A fraud model looks excellent offline. A reviewer suspects features leak future information.

Approach:

  • Identify prediction points.
  • For every feature, require feature_available_ts <= prediction_ts.
  • Check whether dimensions are current-state joins.
  • Check label windows and observation windows.
  • Rebuild a small sample with strict as-of joins.
  • Add leakage tests to the dataset build.

Test query:

SELECT feature_name, COUNT(*) AS leaked_rows
FROM feature_values
WHERE feature_available_ts > prediction_ts
GROUP BY feature_name
HAVING COUNT(*) > 0;

Scenario 4: Multi-Tenant Data Platform Query Meltdown

Section titled “Scenario 4: Multi-Tenant Data Platform Query Meltdown”

Prompt:

One tenant runs a dashboard query that slows the shared warehouse for everyone.

Answer:

  • classify workloads and isolate critical jobs
  • set quotas/concurrency limits
  • use materialized aggregates for expensive dashboards
  • add query review for unbounded scans
  • expose cost/bytes scanned to users
  • create tenant-aware partitions/clustering where justified
  • monitor top queries by spend, spill, and scanned bytes

SQL smell:

SELECT *
FROM events
WHERE properties LIKE '%purchase%';

Better product/system fix:

  • parse important properties into typed columns
  • partition by event date
  • cluster by tenant and event name where useful
  • publish curated marts with narrow schemas

Prompt:

ML wants fresher features; data platform says current pipeline cannot support it.

Tradeoff answer:

  • define freshness SLO and model value from freshness
  • identify features needing low latency vs batch freshness
  • separate online-critical features from batch aggregates
  • design backfill-compatible feature definitions
  • measure training/serving skew
  • phase rollout with shadow evaluation

SQL-ish contract:

feature_definitions(
	feature_name,
	entity_type,
	feature_grain,
	max_lookback,
	availability_lag,
	owner,
	quality_slo
)
1. How do you answer "this query is slow" at staff level?

Ask what changed and what “slow” means: runtime, cost, p99, deadline miss, or cluster impact. Then inspect plan shape, input bytes, partition pruning, join order, shuffle/sort/spill, skew, stats, and output cardinality. Separate semantic fixes from physical tuning, and close with tests or data-model changes that prevent the pattern from recurring.

2. How do you push back when someone asks for SELECT * access to raw events for all dashboards?

Explain blast radius: cost, privacy, schema instability, duplicate definitions, and bad performance.
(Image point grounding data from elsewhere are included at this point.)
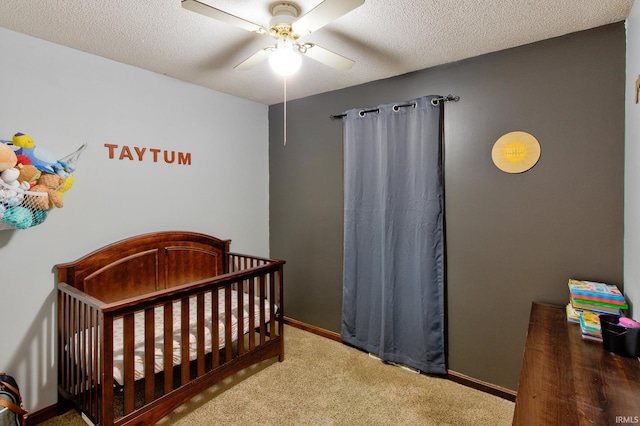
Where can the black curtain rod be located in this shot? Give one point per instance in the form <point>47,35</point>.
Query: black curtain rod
<point>434,102</point>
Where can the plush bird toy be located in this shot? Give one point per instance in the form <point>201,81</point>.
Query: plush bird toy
<point>42,159</point>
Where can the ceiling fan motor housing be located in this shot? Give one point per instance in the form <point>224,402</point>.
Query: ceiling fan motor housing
<point>284,15</point>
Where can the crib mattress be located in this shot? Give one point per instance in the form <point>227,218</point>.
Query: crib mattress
<point>139,358</point>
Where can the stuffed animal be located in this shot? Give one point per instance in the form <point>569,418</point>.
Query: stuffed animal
<point>43,160</point>
<point>68,183</point>
<point>49,184</point>
<point>29,174</point>
<point>8,157</point>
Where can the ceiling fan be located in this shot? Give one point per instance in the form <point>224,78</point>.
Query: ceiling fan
<point>286,27</point>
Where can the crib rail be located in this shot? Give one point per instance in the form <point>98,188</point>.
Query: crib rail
<point>86,341</point>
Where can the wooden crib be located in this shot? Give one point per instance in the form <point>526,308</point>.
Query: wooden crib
<point>146,323</point>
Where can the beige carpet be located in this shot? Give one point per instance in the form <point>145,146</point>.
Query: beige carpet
<point>322,382</point>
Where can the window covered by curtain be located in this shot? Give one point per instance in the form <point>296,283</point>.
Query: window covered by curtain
<point>393,276</point>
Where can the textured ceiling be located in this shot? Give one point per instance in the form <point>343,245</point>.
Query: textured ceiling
<point>384,37</point>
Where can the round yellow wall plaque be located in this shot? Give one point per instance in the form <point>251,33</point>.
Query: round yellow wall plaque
<point>516,152</point>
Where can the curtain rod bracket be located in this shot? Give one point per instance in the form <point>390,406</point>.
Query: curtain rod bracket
<point>435,101</point>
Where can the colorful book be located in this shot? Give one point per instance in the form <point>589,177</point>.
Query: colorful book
<point>590,322</point>
<point>595,308</point>
<point>601,300</point>
<point>587,302</point>
<point>572,314</point>
<point>594,289</point>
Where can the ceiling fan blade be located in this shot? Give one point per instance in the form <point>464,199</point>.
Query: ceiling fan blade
<point>212,12</point>
<point>324,13</point>
<point>254,59</point>
<point>328,57</point>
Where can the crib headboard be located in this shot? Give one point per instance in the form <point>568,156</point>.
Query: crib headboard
<point>146,263</point>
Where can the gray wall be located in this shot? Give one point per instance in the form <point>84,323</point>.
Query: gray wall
<point>511,239</point>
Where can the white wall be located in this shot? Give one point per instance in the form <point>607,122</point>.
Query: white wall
<point>62,98</point>
<point>632,167</point>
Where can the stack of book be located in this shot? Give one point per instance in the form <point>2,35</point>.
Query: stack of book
<point>588,300</point>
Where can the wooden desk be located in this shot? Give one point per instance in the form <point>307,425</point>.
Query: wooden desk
<point>566,380</point>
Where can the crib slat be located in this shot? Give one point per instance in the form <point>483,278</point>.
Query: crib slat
<point>82,356</point>
<point>128,364</point>
<point>252,314</point>
<point>168,347</point>
<point>272,310</point>
<point>149,354</point>
<point>261,296</point>
<point>106,372</point>
<point>200,333</point>
<point>93,359</point>
<point>228,340</point>
<point>184,339</point>
<point>215,330</point>
<point>240,317</point>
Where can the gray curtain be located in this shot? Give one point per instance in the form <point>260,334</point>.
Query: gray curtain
<point>393,276</point>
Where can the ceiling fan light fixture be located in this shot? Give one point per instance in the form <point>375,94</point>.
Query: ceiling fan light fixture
<point>284,60</point>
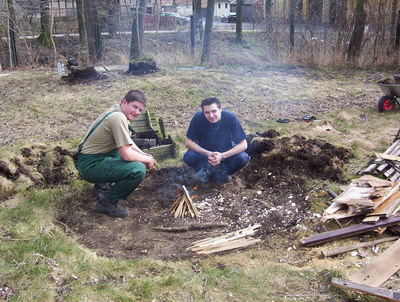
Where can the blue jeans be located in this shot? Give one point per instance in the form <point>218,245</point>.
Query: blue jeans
<point>230,164</point>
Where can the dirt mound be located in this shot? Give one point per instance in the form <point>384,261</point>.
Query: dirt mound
<point>36,167</point>
<point>270,191</point>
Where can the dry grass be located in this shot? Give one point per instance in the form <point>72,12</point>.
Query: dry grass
<point>38,107</point>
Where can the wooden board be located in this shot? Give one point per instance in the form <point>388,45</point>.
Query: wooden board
<point>349,231</point>
<point>344,249</point>
<point>388,156</point>
<point>381,268</point>
<point>354,193</point>
<point>388,206</point>
<point>369,290</point>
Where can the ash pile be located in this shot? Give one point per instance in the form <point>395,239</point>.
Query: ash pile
<point>272,189</point>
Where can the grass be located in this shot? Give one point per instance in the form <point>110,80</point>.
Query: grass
<point>40,258</point>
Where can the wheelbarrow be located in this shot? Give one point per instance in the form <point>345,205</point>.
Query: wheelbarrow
<point>391,97</point>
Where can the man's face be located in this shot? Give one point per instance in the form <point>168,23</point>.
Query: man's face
<point>212,113</point>
<point>131,110</point>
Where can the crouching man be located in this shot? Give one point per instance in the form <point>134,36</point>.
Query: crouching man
<point>110,159</point>
<point>216,142</point>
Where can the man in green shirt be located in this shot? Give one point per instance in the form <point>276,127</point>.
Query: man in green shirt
<point>108,154</point>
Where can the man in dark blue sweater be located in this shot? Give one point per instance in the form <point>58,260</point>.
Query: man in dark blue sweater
<point>216,142</point>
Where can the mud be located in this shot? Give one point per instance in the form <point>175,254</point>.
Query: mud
<point>271,190</point>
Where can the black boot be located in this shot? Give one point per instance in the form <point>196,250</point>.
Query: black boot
<point>101,189</point>
<point>111,207</point>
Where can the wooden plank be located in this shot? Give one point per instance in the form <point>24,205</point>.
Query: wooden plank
<point>381,268</point>
<point>378,161</point>
<point>354,193</point>
<point>371,181</point>
<point>226,246</point>
<point>388,156</point>
<point>387,207</point>
<point>369,290</point>
<point>349,231</point>
<point>349,248</point>
<point>371,219</point>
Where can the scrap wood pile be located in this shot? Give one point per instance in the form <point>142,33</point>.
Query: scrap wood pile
<point>370,196</point>
<point>379,201</point>
<point>387,163</point>
<point>183,206</point>
<point>230,241</point>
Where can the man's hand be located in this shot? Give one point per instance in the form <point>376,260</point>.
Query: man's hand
<point>151,163</point>
<point>215,158</point>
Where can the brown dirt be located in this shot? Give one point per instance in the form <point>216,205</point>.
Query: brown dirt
<point>271,191</point>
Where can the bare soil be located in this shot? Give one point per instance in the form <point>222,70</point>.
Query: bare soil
<point>271,190</point>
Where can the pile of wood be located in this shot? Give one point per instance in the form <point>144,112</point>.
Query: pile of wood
<point>230,241</point>
<point>183,206</point>
<point>370,196</point>
<point>387,163</point>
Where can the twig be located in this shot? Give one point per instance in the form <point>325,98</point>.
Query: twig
<point>15,239</point>
<point>199,226</point>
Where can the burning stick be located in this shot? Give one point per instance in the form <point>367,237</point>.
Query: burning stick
<point>184,206</point>
<point>239,239</point>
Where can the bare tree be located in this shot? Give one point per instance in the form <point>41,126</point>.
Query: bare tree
<point>393,24</point>
<point>137,30</point>
<point>45,38</point>
<point>205,56</point>
<point>239,21</point>
<point>356,40</point>
<point>112,20</point>
<point>81,23</point>
<point>12,34</point>
<point>292,13</point>
<point>268,16</point>
<point>197,19</point>
<point>92,30</point>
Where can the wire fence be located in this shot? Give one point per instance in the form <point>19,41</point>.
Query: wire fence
<point>319,41</point>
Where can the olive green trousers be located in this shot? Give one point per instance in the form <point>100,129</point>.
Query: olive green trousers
<point>111,168</point>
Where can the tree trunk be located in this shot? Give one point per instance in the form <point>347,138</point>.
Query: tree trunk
<point>112,21</point>
<point>45,38</point>
<point>393,24</point>
<point>360,16</point>
<point>239,21</point>
<point>81,23</point>
<point>197,19</point>
<point>92,31</point>
<point>291,23</point>
<point>379,36</point>
<point>268,16</point>
<point>205,56</point>
<point>137,31</point>
<point>12,34</point>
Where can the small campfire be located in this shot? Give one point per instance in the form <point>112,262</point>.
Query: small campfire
<point>184,206</point>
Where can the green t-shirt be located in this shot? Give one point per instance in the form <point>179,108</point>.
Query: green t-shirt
<point>112,133</point>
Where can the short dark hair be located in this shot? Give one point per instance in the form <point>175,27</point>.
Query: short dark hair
<point>210,101</point>
<point>135,95</point>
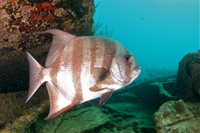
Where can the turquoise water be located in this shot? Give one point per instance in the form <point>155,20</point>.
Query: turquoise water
<point>158,32</point>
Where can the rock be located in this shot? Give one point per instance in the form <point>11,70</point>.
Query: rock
<point>157,90</point>
<point>21,26</point>
<point>178,116</point>
<point>14,110</point>
<point>188,78</point>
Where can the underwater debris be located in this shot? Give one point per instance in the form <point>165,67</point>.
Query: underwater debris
<point>178,116</point>
<point>188,77</point>
<point>21,26</point>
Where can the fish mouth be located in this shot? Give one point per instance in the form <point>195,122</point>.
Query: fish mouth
<point>135,73</point>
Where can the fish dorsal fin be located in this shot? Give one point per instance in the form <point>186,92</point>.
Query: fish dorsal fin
<point>60,39</point>
<point>104,97</point>
<point>100,74</point>
<point>58,103</point>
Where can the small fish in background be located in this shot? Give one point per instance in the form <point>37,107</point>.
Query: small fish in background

Offer curated marts with explicit grains, typed columns, documented metrics, row-level access controls if needed, and an escape hatch for exploration.

3. How do you design SQL quality tests for a critical fact table?

Test uniqueness at declared grain, non-null keys, valid foreign-key coverage, accepted status values, event-time bounds, duplicate source events, reconciliation against upstream totals, late-data volume, and metric deltas versus historical baselines.

4. What staff signal should you show in SQL interviews?

You should move fluidly between query semantics, data modeling, execution plans, distributed cost, and production ownership. The interviewer should hear that you can prevent classes of bugs, not just solve a one-off puzzle.